Yes, I'd already thought of that… but I could really do with someone who knows more about CSS commenting on whether my solution is elegant before I declare it to the world in a bigger way. Anyone…. please….?
I've been pondering the issue of the search box and account status information. I'm guessing that these are something I have no control over. The CSS can be used to change their appearance and even hide them, but not to actually remove them. Anyone know if I'm right about that?
Phil, could you do me a favour and see if the text-to-speech browser you used recognises the link/anchor in the sidebar?
Oh, I should say that I did have one further thought about a useful approach - but I couldn't make it work… I wondered about putting internal page navigation links (perhaps just one to the end of the sidebar) in the top menu bar (because structurally this appears early in the page). But due to the funny/limited syntax that this uses I couldn't get it to work.
For anyone already well informed about CSS etc: the main technical bit of the solution so far (assuming it's working) has been to put the following code at the start of the sidebar:
[[image /nav:side/Skip-navigation.gif link="#EN" alt="Skip navigation controls"]]

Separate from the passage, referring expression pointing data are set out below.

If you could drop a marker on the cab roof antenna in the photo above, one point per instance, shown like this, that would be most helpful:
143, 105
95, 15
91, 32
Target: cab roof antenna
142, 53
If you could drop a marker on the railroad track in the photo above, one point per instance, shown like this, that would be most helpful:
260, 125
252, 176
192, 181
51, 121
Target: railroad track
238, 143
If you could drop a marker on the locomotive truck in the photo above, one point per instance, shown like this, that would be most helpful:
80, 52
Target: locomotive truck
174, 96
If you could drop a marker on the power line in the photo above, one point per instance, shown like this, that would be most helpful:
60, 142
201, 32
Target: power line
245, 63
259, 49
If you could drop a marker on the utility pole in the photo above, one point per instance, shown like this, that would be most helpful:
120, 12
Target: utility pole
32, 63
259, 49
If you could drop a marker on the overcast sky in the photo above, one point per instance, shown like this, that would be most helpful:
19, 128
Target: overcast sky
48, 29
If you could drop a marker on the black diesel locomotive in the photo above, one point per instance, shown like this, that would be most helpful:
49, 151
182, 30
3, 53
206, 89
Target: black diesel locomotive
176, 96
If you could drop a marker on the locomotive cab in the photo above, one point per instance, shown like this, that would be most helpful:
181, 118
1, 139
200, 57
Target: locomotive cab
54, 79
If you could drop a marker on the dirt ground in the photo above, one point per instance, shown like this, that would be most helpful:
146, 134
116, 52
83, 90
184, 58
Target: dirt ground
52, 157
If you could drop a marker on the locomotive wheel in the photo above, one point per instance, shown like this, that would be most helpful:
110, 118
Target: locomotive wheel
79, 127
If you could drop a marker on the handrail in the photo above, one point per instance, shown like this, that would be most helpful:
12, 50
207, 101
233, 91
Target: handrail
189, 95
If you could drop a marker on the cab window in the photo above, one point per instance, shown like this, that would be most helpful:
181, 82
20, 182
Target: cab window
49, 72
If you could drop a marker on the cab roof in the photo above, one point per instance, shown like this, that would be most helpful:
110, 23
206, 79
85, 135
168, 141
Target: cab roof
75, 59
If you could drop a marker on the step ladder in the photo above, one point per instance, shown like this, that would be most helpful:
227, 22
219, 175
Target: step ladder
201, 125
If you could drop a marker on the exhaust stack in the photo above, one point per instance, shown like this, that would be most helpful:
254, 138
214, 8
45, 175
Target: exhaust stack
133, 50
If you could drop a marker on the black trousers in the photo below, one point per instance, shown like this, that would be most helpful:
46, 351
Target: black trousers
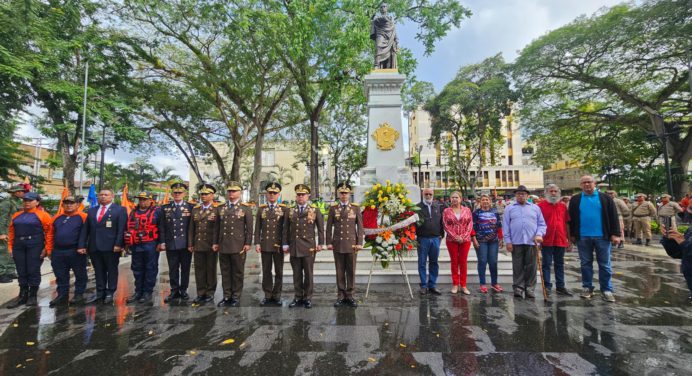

And the anchor at the end of the sidebar:
There might be a better solution - if the link at the start of the sidebar was text normally hidden with CSS (using the visibility or display properties). The current solution should work for people using text-to-speech but isn't apparent for someone just magnifying the text (having switched the CSS off - or using their own stylesheet) because the Skip-navigation.gif graphic is only one pixel and doesn't appear as any bigger than a dot. I want to know a bit more about the limitations of older browsers before I implement that though - because at least the current solution shouldn't mess up the visual appearance (whereas hidden text might have the habit of appearing accidentally).